You are a guest. Restricted access. Read more.

<< back

ProMC Examples

(written by S.Chekanov, ANL)

ProMC binary files are very compact and self-describing files, typically 30-50% smaller than ROOT files or gzipped HEPMC files. Look at the examples below which show how to write,read, browser and convert HEPMC files to ProMC files. More information is in the Introduction.

After the installation, all examples are located in the directory:

$PROMC/examples

File browser

This is very simple example. You can work with ProMC files without installing the ProMC package. You need any Linux/Windows/Mac with installed Java7 (check this as “java -version”, it should show 1.7.X version). This is the example for Linux/Mac:

wget  http://atlaswww.hep.anl.gov/asc/promc/download/Pythia8.promc      # get example file
wget  http://atlaswww.hep.anl.gov/asc/promc/download/browser_promc.jar  # get browser
java -jar browser_promc.jar  Pythia8.promc                              # lunch the browser

This will bring up a GUI window so one can look at separate events and the data layout (see the example below).

On Windows: click “browser_promc.jar” and open this file in the browser as: [File]→[Open file]. Read more details in the manual.

If the ProMC is installed, simply run promc_browser <file>.promc> command.

Reading a ProMC file with unknown data layout

ProMC files are self-describing. You can generate analysis codes in C++, Java, Python if you happen to have a ProMC file but do not know how the data are organized inside the file. You need to install ProMC.

Let us assume we want to read Monte Carlo events generated for the Snowmass 2013 studies. Such events were processed by the Delphes fast simulations. In addition to truth particle record, thus they have reconstructed jets, muons, photons etc. Here are the steps to read such data in C++/Java/Python:

mkdir test    # create a test directory
cd test
wget http://atlaswww1.hep.anl.gov/asc/snowmass2013/delphes36/promc/MadGraph5Pythia_wjets/MadGraph5Pythia_wjets_mu0.promc
promc_info  MadGraph5Pythia_wjets_mu0.promc # check information about this file
promc_proto MadGraph5Pythia_wjets_mu0.promc # extracts data layouts into the directory "proto"
promc_code                                  # generate analysis code in src/, java/, python/
make                                        # compiles C++ code reader.cc
./reader MadGraph5Pythia_wjets_mu0.promc    # runs the C++ analysis code

The command “promc_proto” is important. It generates a platform-neutral layout of stored data. The command “promc_code” generates language-specific source codes in C++ (src/), Java (java/) and Python (python/). One can also use the Java browser to look at detailed information of this file (see later).

Now you can modify the program “reader.cc”. Look at the data layout in “proto/ProMC.proto”. The corresponding C++ source code is given in “src” (see src/ProMC.* files). Look at the language guide protocol-buffers used for such files.

You can also run over this file using Java (without C++ -dependent libraries).
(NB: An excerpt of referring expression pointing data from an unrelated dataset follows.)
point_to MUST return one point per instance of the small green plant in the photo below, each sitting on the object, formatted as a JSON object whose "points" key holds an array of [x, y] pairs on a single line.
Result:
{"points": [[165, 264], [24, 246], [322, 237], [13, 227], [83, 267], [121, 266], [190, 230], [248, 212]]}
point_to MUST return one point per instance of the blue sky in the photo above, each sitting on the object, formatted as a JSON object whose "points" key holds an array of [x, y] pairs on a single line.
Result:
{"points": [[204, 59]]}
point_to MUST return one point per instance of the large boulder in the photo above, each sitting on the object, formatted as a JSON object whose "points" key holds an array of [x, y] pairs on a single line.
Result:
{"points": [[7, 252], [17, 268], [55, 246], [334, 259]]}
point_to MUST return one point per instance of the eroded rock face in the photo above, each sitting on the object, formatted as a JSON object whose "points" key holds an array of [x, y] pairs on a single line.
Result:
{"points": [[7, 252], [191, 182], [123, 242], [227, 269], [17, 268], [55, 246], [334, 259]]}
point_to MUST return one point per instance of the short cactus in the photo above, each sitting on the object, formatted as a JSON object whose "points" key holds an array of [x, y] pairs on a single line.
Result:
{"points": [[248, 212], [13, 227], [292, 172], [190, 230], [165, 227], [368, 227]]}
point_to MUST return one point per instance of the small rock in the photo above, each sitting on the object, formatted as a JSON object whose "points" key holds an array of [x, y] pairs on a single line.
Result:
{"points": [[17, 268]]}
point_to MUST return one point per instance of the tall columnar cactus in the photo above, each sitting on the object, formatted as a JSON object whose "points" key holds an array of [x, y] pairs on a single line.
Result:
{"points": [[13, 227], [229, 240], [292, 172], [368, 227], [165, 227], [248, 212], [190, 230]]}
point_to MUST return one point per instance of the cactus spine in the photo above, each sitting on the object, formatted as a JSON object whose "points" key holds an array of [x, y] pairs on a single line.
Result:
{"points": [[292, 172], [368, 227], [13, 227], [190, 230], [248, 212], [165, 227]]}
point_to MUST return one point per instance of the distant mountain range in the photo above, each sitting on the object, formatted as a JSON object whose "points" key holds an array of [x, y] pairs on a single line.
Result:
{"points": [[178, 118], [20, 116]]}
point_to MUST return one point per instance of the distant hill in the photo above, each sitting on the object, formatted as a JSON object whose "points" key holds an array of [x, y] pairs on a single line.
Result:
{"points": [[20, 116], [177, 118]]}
Go to the directory “java” and run the example “run.sh”.

cd java
run.sh ../MadGraph5Pythia_wjets_mu0.promc

You can modify the example code “ReadProMC.java” and check the available methods in “src/promc/io/ProMC.java”

The command “promc_code” also generates a code example in Python. Go to the directory “python” and run the script:

cd python
python reader.py ../MadGraph5Pythia_wjets_mu0.promc

Modify the analysis code as needed. You can look at Python modules in the directory “modules”.

Writing ProMC files

Let us write “fake” Monte Carlo events (created using random numbers) and read them back. Copy the “examples” directory from the installation directory and run the examples. We assume that you have setup PROMC by running “source setup.sh”. See the section Installation

cp -r $PROMC/examples .
cd examples/random/
ln -s $PROMC/proto/promc  proto  # append data-layout files
promc_code                       # create analysis source codes (C++ in src, Java in java/, Python in python/)
make                             # compile the code
./writer                         # write random events to /out. Also it writes TXT files (similar to HEPMC)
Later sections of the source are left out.